If only the number of CPUs is changed as above, the following booting error occurs when rebooting.
“end Kernel panic - not syncing: Can not allocate SWIOTLB buffer earlier and can’t now provide you with the DMA bounce buffer”
If I exclude “iommu=off” from the kernel parameter, the booting problem is solved.
I can’t understand this problem, but I’m informing you to provide information.
You may need to check some BIOS settings related to MMIO. The error is obviously associated with MMIO regions for SWIOTLB and DMA. We use large memory GPUs and high-speed NICs, and they require significant MMIO space. For Dell R750, we recommend the following settings to enable these hardware. Please check your these kinds of BIOS settings on your server.
I can’t find BIOS setting of Memory Mapped I/O in HPE server.

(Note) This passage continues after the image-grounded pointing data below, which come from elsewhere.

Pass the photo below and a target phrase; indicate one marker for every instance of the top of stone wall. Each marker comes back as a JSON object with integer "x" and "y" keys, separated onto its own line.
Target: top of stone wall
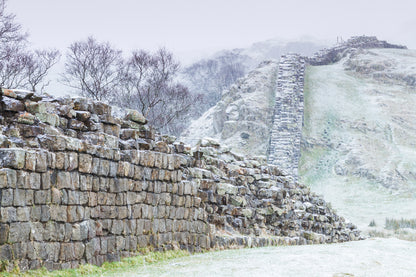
{"x": 336, "y": 53}
{"x": 32, "y": 120}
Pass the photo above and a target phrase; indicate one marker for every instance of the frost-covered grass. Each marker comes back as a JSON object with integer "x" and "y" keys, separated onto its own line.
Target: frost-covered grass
{"x": 107, "y": 269}
{"x": 371, "y": 257}
{"x": 362, "y": 135}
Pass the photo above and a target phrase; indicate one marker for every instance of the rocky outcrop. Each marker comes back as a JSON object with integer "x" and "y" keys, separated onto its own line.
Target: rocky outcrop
{"x": 81, "y": 185}
{"x": 242, "y": 119}
{"x": 336, "y": 53}
{"x": 284, "y": 150}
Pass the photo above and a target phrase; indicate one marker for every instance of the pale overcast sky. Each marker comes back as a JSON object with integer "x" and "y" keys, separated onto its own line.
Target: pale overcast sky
{"x": 192, "y": 28}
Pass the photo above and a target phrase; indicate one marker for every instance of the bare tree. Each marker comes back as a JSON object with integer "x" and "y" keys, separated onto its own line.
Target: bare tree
{"x": 210, "y": 77}
{"x": 149, "y": 86}
{"x": 19, "y": 67}
{"x": 39, "y": 64}
{"x": 10, "y": 31}
{"x": 13, "y": 68}
{"x": 93, "y": 68}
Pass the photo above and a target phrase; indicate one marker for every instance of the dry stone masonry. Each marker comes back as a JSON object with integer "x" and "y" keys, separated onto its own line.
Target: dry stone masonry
{"x": 285, "y": 137}
{"x": 336, "y": 53}
{"x": 79, "y": 184}
{"x": 284, "y": 150}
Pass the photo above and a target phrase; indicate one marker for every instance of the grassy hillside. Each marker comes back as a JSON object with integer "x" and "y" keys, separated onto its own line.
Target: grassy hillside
{"x": 359, "y": 135}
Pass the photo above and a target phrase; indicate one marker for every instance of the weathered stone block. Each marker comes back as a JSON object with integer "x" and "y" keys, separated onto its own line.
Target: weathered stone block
{"x": 85, "y": 163}
{"x": 58, "y": 213}
{"x": 12, "y": 158}
{"x": 8, "y": 178}
{"x": 30, "y": 161}
{"x": 34, "y": 180}
{"x": 104, "y": 167}
{"x": 19, "y": 232}
{"x": 23, "y": 214}
{"x": 63, "y": 180}
{"x": 225, "y": 188}
{"x": 51, "y": 119}
{"x": 75, "y": 213}
{"x": 135, "y": 116}
{"x": 72, "y": 161}
{"x": 92, "y": 248}
{"x": 19, "y": 198}
{"x": 13, "y": 105}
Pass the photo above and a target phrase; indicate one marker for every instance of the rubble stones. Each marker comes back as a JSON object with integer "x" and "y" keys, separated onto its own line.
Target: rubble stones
{"x": 89, "y": 195}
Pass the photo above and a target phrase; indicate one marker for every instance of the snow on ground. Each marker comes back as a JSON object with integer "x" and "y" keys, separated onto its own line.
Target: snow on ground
{"x": 361, "y": 135}
{"x": 372, "y": 257}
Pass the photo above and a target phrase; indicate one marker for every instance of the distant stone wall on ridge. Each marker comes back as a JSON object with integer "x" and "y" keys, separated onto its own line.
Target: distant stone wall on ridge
{"x": 79, "y": 184}
{"x": 284, "y": 150}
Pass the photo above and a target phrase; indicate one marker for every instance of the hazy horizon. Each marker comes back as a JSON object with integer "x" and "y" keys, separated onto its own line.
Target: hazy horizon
{"x": 194, "y": 29}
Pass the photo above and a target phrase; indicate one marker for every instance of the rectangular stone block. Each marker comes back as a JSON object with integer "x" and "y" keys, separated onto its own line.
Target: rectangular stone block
{"x": 23, "y": 214}
{"x": 8, "y": 178}
{"x": 75, "y": 213}
{"x": 12, "y": 158}
{"x": 58, "y": 213}
{"x": 8, "y": 214}
{"x": 6, "y": 197}
{"x": 41, "y": 161}
{"x": 19, "y": 198}
{"x": 104, "y": 167}
{"x": 63, "y": 180}
{"x": 51, "y": 160}
{"x": 46, "y": 179}
{"x": 61, "y": 161}
{"x": 30, "y": 161}
{"x": 34, "y": 180}
{"x": 85, "y": 163}
{"x": 42, "y": 197}
{"x": 72, "y": 161}
{"x": 19, "y": 232}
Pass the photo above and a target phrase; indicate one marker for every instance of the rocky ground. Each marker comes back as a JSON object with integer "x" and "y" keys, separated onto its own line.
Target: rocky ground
{"x": 242, "y": 119}
{"x": 359, "y": 135}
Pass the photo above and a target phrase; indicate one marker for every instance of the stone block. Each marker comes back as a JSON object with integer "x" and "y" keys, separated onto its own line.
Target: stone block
{"x": 75, "y": 213}
{"x": 85, "y": 182}
{"x": 8, "y": 178}
{"x": 19, "y": 198}
{"x": 135, "y": 116}
{"x": 13, "y": 105}
{"x": 63, "y": 180}
{"x": 23, "y": 179}
{"x": 104, "y": 167}
{"x": 19, "y": 232}
{"x": 48, "y": 118}
{"x": 92, "y": 248}
{"x": 58, "y": 213}
{"x": 23, "y": 214}
{"x": 45, "y": 213}
{"x": 72, "y": 161}
{"x": 34, "y": 180}
{"x": 225, "y": 188}
{"x": 41, "y": 161}
{"x": 6, "y": 197}
{"x": 85, "y": 163}
{"x": 46, "y": 180}
{"x": 12, "y": 158}
{"x": 30, "y": 161}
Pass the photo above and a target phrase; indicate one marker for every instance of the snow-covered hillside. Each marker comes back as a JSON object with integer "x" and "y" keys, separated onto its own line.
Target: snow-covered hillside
{"x": 359, "y": 134}
{"x": 242, "y": 119}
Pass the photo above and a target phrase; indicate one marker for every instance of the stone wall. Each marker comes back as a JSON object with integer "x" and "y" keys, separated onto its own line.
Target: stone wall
{"x": 79, "y": 184}
{"x": 336, "y": 53}
{"x": 284, "y": 150}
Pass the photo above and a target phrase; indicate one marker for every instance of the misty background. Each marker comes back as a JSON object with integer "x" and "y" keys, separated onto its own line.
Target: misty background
{"x": 196, "y": 29}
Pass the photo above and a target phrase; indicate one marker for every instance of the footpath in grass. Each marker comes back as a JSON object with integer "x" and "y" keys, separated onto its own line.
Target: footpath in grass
{"x": 126, "y": 264}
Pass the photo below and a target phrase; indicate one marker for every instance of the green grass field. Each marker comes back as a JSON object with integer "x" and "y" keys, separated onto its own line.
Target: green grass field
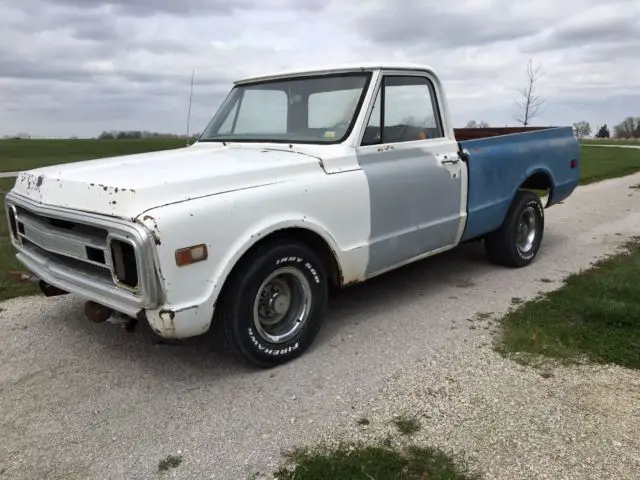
{"x": 595, "y": 315}
{"x": 597, "y": 164}
{"x": 603, "y": 163}
{"x": 18, "y": 155}
{"x": 611, "y": 141}
{"x": 15, "y": 155}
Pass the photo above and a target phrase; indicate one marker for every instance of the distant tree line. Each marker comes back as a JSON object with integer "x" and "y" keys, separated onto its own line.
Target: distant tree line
{"x": 129, "y": 134}
{"x": 628, "y": 128}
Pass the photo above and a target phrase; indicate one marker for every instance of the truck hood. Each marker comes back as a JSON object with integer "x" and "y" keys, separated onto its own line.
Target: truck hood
{"x": 126, "y": 186}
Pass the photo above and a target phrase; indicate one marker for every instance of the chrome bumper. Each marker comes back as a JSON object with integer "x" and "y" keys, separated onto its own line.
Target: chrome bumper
{"x": 61, "y": 257}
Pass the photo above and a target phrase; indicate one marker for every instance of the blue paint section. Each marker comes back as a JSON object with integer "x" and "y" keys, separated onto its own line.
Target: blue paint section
{"x": 499, "y": 165}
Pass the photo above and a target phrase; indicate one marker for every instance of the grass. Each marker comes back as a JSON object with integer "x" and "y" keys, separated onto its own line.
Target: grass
{"x": 610, "y": 141}
{"x": 595, "y": 316}
{"x": 8, "y": 287}
{"x": 603, "y": 163}
{"x": 372, "y": 462}
{"x": 18, "y": 155}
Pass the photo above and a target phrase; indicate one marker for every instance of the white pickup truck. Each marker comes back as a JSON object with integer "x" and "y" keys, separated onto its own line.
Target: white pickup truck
{"x": 300, "y": 179}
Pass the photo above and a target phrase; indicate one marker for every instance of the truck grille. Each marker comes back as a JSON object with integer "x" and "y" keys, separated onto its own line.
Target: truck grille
{"x": 88, "y": 250}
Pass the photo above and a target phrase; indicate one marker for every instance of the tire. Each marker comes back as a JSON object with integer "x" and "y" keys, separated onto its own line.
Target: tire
{"x": 505, "y": 246}
{"x": 289, "y": 275}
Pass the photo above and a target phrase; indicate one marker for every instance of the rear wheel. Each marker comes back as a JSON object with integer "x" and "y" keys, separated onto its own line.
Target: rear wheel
{"x": 518, "y": 240}
{"x": 274, "y": 304}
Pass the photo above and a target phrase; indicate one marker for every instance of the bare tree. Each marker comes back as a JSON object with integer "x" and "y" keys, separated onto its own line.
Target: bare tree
{"x": 531, "y": 105}
{"x": 628, "y": 128}
{"x": 582, "y": 129}
{"x": 474, "y": 124}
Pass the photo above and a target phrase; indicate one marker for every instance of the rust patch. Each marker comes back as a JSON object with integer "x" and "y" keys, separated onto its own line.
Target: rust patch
{"x": 155, "y": 232}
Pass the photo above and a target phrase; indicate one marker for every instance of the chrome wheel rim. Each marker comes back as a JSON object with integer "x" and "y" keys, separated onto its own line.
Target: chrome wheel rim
{"x": 281, "y": 307}
{"x": 527, "y": 230}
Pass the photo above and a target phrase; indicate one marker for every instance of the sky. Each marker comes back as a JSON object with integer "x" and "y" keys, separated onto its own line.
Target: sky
{"x": 78, "y": 67}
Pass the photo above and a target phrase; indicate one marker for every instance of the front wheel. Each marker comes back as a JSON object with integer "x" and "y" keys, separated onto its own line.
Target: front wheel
{"x": 518, "y": 240}
{"x": 275, "y": 303}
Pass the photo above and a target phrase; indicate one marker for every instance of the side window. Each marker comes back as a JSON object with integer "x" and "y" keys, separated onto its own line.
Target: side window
{"x": 262, "y": 111}
{"x": 372, "y": 131}
{"x": 410, "y": 111}
{"x": 331, "y": 108}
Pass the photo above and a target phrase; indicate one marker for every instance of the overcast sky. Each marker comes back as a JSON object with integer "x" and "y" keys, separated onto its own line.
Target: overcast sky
{"x": 77, "y": 67}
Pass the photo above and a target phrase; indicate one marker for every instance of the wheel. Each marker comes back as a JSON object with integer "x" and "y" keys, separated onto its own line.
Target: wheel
{"x": 518, "y": 240}
{"x": 275, "y": 303}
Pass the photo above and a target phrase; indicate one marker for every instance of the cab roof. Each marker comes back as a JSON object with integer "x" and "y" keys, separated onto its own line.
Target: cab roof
{"x": 344, "y": 68}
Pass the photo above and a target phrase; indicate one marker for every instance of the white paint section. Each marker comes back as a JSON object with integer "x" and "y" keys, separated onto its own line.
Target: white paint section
{"x": 335, "y": 207}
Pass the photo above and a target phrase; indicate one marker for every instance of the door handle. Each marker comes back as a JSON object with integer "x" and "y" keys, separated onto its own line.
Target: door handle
{"x": 448, "y": 158}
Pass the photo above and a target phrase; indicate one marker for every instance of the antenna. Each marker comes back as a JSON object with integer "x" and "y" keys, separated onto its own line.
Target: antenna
{"x": 193, "y": 72}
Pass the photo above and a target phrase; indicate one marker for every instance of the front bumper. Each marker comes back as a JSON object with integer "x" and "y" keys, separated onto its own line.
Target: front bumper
{"x": 44, "y": 255}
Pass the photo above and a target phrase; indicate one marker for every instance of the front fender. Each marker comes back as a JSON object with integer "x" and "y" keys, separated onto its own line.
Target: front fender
{"x": 230, "y": 224}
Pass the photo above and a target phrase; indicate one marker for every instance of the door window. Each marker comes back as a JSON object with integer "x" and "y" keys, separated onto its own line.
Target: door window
{"x": 409, "y": 112}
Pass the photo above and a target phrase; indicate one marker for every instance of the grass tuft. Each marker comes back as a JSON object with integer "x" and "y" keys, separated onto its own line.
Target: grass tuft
{"x": 594, "y": 316}
{"x": 357, "y": 462}
{"x": 407, "y": 425}
{"x": 170, "y": 461}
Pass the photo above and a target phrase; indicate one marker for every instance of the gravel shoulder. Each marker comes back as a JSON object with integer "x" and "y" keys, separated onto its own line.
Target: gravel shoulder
{"x": 91, "y": 401}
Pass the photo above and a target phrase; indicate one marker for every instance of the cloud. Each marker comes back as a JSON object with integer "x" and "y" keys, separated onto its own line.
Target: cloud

excluding iommu=off and not setting BIOS related to MMIO will cause problems in future progress?
@twoheons
as @nhashimoto confirmed that, we don’t have this model of server so can not check and confirm the BIOs setting for this server and how to fix the issue you are facing. You might need to HPE how to enable large memory GPUs without IOMMU.
Thanks for your reply.
If I do not set “iommu=off”, Is there an error in the aerial function?, or is there a performance degradation that delays the aerial operation?